Core Concepts
The proposed Hybrid Dual-Branch Network (HDBN) effectively combines Graph Convolutional Networks (GCNs) and Transformers to achieve robust and accurate skeleton-based action recognition.
Abstract
The paper presents a novel Hybrid Dual-Branch Network (HDBN) for robust skeleton-based action recognition. The key highlights are:
The HDBN consists of two trunk branches: MixGCN and MixFormer.
The MixGCN branch utilizes GCNs to separately process 2D and 3D skeleton inputs, and employs a late-fusion strategy to aggregate the classification results.
The MixFormer branch employs Transformers to model the skeleton inputs, harnessing Transformers' abstraction capability for global information.
By leveraging the complementarity between GCNs and Transformers, the proposed HDBN effectively integrates the strengths of both network structures to achieve better human action recognition.
Extensive experiments on the benchmark UAV-Human dataset demonstrate the effectiveness of the proposed HDBN, outperforming most existing action recognition methods.
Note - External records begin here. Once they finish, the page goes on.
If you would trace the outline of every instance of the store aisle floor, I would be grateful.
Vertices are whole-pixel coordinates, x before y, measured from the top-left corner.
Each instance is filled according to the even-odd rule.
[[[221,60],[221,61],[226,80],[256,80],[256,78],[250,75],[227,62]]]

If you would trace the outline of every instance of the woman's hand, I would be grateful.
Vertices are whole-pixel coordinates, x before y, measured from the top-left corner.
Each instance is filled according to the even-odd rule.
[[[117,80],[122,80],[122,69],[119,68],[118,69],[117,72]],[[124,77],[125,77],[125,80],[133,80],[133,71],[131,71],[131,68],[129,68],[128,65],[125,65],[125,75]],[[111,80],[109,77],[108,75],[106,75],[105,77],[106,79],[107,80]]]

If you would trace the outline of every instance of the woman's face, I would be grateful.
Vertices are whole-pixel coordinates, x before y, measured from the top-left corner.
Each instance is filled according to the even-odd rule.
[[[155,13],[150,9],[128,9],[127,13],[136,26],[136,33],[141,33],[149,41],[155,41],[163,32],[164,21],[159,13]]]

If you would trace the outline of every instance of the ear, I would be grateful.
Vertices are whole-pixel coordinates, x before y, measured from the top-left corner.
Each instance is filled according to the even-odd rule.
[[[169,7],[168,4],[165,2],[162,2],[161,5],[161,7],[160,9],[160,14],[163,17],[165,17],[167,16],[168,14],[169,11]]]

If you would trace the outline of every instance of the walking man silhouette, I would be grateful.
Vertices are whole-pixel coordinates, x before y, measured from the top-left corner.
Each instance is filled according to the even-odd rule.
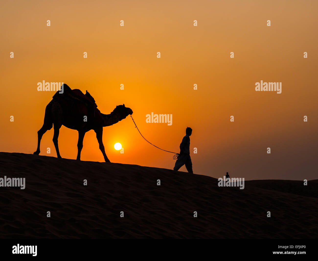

The authors conduct detailed ablation studies to analyze the performance of different skeleton modalities and network backbones within the HDBN framework.
Overall, the HDBN provides a robust and effective solution for skeleton-based action recognition by harnessing the complementary advantages of GCNs and Transformers.
Stats
The accuracy of the proposed HDBN on the UAV-Human dataset is 47.95% on the CSv1 benchmark and 75.36% on the CSv2 benchmark, outperforming most existing methods.
Quotes
"By leveraging the proposed HDBN, we effectively integrate GCNs and TransFormers to achieve better human action recognition."
"Our proposed HDBN emerged as one of the top solutions in the Multi-Modal Video Reasoning and Analyzing Competition (MMVRAC) of 2024 ICME Grand Challenge, achieving accuracies of 47.95% and 75.36% on two benchmarks of the UAV-Human dataset by outperforming most existing methods."